Bride & Prejudice
Picture: C+
Sound: B- Extras: C Film: C
Is it me or is the work of Jane Austen been grossly
overused for feature film material. At
one point, a comedy film called Mafia! (1998) was called Jane
Austen’s Mafia!, but no one got the joke and serious Austen adaptations
(even when they were comic) continued. Bend it Like Beckham director Gurinder Chadha
took on a much more obvious and safe project when the bigger hit offered
something new. This ethnically fused
version of Pride & Prejudice
could have been fun, but it feels like a colorfully produced piece of political
correctness without trying.
It is also beautifully produced, maybe too much so,
but Chadha should have taken a look at the work of Nicolas Roeg and tried to do
something more challenging with issues of ethnicity. Instead, we get a predictable, competent, good-looking,
well-manicured variant of the already tired.
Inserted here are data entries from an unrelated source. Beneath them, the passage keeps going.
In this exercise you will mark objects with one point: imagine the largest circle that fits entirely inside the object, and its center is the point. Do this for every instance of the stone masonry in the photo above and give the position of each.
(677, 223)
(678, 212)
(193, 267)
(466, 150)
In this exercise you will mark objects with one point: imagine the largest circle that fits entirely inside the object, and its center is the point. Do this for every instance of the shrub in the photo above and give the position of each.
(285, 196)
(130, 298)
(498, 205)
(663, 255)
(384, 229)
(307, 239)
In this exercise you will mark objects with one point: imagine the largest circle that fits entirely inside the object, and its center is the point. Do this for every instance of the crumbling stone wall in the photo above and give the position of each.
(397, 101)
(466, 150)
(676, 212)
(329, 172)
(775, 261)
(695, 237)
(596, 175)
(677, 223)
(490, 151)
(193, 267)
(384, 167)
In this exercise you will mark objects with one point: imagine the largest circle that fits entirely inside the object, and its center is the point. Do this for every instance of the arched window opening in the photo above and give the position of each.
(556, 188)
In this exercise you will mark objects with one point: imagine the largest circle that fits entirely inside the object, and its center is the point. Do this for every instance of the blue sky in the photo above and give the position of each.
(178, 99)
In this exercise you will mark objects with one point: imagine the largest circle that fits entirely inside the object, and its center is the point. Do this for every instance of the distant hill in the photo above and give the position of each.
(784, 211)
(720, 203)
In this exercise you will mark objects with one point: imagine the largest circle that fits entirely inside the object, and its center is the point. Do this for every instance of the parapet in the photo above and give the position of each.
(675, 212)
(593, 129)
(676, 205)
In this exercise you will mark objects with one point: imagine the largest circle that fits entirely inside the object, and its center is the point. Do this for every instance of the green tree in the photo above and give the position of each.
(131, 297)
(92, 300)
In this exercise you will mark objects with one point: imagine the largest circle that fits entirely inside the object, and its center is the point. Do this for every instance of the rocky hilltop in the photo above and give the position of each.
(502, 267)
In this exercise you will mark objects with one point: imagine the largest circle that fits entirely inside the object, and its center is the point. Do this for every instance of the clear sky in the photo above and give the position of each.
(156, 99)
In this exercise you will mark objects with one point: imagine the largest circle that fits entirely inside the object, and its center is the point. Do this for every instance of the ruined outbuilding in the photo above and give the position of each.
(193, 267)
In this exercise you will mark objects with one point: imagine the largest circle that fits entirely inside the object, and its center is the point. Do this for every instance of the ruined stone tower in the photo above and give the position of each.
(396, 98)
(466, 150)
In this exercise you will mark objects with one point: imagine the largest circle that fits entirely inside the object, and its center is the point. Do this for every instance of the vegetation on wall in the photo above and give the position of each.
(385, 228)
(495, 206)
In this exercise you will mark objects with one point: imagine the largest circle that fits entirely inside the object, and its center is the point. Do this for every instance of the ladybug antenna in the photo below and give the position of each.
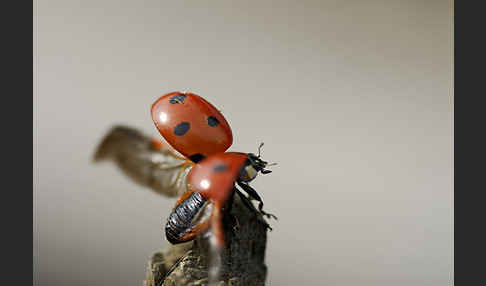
(260, 149)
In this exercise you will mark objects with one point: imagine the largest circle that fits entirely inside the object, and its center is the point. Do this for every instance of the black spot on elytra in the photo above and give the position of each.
(182, 128)
(213, 121)
(178, 98)
(196, 157)
(220, 168)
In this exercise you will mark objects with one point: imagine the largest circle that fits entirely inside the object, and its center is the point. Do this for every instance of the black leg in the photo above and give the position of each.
(248, 204)
(252, 193)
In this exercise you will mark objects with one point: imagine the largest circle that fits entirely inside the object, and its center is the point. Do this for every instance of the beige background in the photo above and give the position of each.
(353, 99)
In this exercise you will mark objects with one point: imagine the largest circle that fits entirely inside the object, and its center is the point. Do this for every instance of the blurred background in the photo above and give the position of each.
(353, 99)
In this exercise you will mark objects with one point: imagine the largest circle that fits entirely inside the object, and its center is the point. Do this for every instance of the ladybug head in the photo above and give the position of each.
(253, 165)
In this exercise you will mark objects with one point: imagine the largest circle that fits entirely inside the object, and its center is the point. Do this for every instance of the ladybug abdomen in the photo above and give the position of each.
(184, 220)
(191, 125)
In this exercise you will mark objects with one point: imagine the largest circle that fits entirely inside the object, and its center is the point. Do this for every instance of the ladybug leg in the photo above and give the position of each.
(248, 204)
(229, 206)
(217, 226)
(252, 193)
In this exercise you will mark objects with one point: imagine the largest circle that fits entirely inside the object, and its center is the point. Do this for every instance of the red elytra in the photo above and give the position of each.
(215, 176)
(191, 125)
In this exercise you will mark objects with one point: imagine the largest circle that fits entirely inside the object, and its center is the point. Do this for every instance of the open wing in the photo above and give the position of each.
(144, 161)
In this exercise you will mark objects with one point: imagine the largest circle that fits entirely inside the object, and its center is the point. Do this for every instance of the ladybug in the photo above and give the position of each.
(197, 130)
(191, 125)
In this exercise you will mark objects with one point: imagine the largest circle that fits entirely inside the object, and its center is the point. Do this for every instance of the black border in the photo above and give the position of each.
(17, 202)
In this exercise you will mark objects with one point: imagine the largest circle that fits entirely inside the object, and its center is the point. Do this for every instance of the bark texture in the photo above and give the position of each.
(242, 261)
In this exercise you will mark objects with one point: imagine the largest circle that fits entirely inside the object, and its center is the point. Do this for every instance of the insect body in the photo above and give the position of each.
(199, 131)
(191, 125)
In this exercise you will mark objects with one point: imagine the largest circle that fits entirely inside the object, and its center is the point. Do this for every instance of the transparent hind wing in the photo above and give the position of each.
(146, 161)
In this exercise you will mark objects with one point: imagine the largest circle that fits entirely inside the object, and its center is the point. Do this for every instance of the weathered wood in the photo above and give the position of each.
(242, 261)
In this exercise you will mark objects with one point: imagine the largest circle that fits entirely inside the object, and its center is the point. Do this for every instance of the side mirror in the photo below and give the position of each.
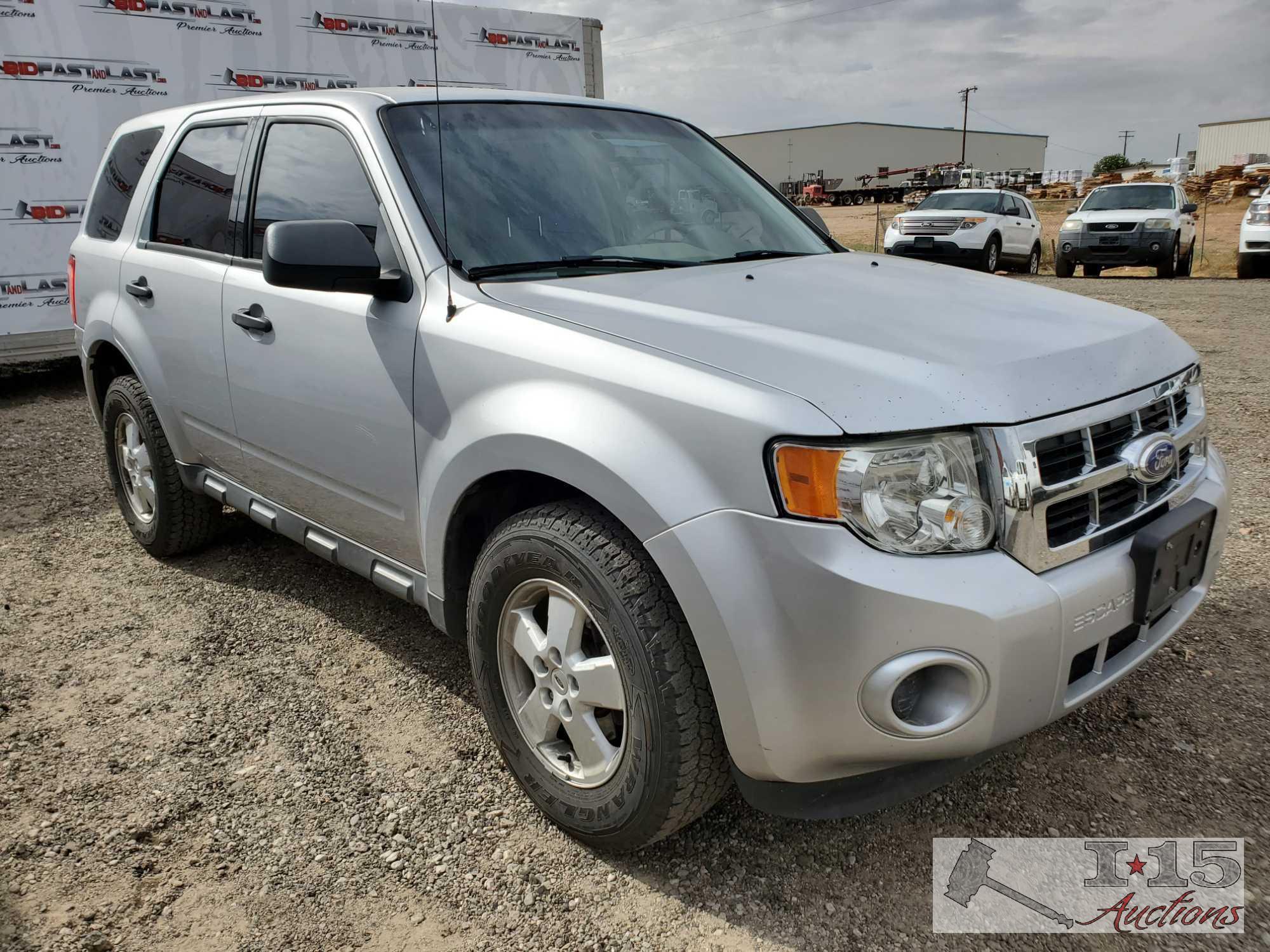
(815, 218)
(328, 256)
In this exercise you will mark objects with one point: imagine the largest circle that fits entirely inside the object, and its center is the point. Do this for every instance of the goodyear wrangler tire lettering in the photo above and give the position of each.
(671, 764)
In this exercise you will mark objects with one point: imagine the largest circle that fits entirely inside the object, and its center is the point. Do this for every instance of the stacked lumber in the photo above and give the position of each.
(1222, 185)
(1053, 190)
(1092, 183)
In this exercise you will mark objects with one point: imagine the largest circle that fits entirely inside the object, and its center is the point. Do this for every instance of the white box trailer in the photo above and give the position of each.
(70, 73)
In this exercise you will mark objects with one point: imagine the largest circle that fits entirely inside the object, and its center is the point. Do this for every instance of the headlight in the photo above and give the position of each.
(914, 496)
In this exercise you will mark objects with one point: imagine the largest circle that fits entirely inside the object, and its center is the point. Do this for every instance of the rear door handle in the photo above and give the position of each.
(250, 319)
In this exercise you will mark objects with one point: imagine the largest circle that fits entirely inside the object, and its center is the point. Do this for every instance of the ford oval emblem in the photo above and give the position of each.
(1151, 459)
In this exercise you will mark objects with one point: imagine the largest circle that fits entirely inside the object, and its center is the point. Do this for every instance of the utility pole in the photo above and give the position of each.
(966, 116)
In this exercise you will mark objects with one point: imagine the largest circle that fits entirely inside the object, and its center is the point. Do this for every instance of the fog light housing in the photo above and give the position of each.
(924, 694)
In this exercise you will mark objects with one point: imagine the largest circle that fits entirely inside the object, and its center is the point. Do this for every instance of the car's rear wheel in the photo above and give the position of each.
(1184, 266)
(590, 680)
(1169, 268)
(164, 516)
(991, 257)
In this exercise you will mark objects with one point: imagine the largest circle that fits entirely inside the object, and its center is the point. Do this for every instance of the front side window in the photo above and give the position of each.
(119, 183)
(1130, 199)
(312, 172)
(962, 202)
(192, 209)
(539, 183)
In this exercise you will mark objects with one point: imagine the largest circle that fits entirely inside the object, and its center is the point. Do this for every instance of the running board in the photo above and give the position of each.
(388, 574)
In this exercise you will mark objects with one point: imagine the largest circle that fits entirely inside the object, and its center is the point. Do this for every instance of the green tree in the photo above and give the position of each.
(1111, 163)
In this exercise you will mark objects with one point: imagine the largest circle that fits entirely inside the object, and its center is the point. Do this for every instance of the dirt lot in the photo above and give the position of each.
(252, 750)
(854, 227)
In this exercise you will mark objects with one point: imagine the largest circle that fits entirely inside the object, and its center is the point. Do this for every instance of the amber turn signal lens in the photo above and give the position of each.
(810, 480)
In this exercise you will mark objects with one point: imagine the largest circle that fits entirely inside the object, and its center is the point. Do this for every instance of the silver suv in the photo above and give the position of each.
(707, 497)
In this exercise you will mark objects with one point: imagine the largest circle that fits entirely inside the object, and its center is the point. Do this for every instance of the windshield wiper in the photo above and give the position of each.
(495, 271)
(759, 255)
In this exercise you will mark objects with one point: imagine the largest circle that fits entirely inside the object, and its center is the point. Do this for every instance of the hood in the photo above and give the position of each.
(878, 343)
(1125, 215)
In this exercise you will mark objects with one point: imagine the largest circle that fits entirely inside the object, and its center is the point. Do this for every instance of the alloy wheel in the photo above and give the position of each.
(137, 473)
(562, 684)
No wonder this did not have the critical and commercial success of Bend it Like Beckham. Ultimately, this is for only very serious
Chadha or Austen fans.
The anamorphically enhanced 2.35 X 1 image is
colorful, but not always with the clarity and depth it could or should have
had, and it is not from the intents of cinematographer Santosh Sinan. The production design sometimes looks fake
like the 1956 The King & I,
but that was a better looking, directed and produced film. The Dolby Digital 5.1 mix has some good
surrounds, including on the sudden music sequences, none of which are
memorable. Any reference to Bollywood
cinema of India is amusing at best.
Extras include extended songs (yikes!), deleted scenes, the Ashanti song
on its own (the worst of them all), two interview pieces, an audio commentary
by Chadha & fellow co-writer Paul Mayeda Berges and a Making Of piece.
Hope Chadha gets back to something original.